The final verdict wasn’t easy to accept.
“It was by far the hardest thing I’ve ever had to do in my life,” Simmons said.
He plans to return to WSU as a student in mid-June – he’ll remain on medical hardship scholarship – with doctors recommending he take one summer class to help transition into the fall semester. He’ll take a full course-load then, the start of his third year at WSU. He intends to finish his degree and pursue a career in business administration.
“It’s like a second love to me,” Simmons said.
His first love, football, is gone now. And it eats at him every day.
“I ask him about it, and he definitely doesn’t want to talk about it,” Gordon said. “I do think it’s playing a big part on him right now.”
• • •
It’s unclear whether a court of law will satisfy Simmons’ desire for “the truth to come out,” as he put it. There’s no guarantee charges will be filed. An Idaho spokesperson said last week that the school will wait for the legal process to unfold before taking further action.
Runner, who will be a senior, is still with the team and participated in spring practice after the incident, before Pullman police announced their recommendation for assault charges last week.
Simmons said he doesn’t know anything about Runner – not even his name, until last week’s announcement – and doesn’t want to.
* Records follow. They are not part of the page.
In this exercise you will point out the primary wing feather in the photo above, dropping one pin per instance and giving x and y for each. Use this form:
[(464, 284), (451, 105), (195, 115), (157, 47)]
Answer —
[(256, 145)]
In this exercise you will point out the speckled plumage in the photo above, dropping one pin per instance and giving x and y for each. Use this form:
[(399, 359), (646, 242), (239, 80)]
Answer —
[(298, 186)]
He also said he isn’t seeking monetary compensation beyond the cost of his medical bills.
“It’s bad enough that I can’t play football,” Simmons said, “but it’s even worse that the truth hasn’t come out.”
What that truth is, exactly, might be for a judge or jury to decide.
This is Simmons’ truth now: he’ll never play football again. He can’t even play pick-up basketball. Not for the next couple of months, anyway. The risk of re-injuring his face is too great. And it could be a while before his mental capacity is back to 100 percent, though it’s certainly much closer now than in the weeks following the fight.
Still, he maintains no regrets about what happened in the early-morning hours of March 24. It is his belief that he had to try to protect his friends, and he says he’d do it again if the same situation were to arise in the future.
But Simmons knows there is a lesson to be learned.
“Anything can change in a matter of seconds. I’ve worked hard and I’ve loved football for my entire life,” he said. “This is something I’ve lived and breathed my entire life, since I was 3 years old. For something like that to be taken away from you so quickly, it really humbles you.
“It’s a lesson I’ll have to deal with for the rest of my life. Just to live day by day and stay close to God and continue to make wise decisions and continue to be there for the people you love. … I could have died that night. I just try to tell the people I love how much I think about them.”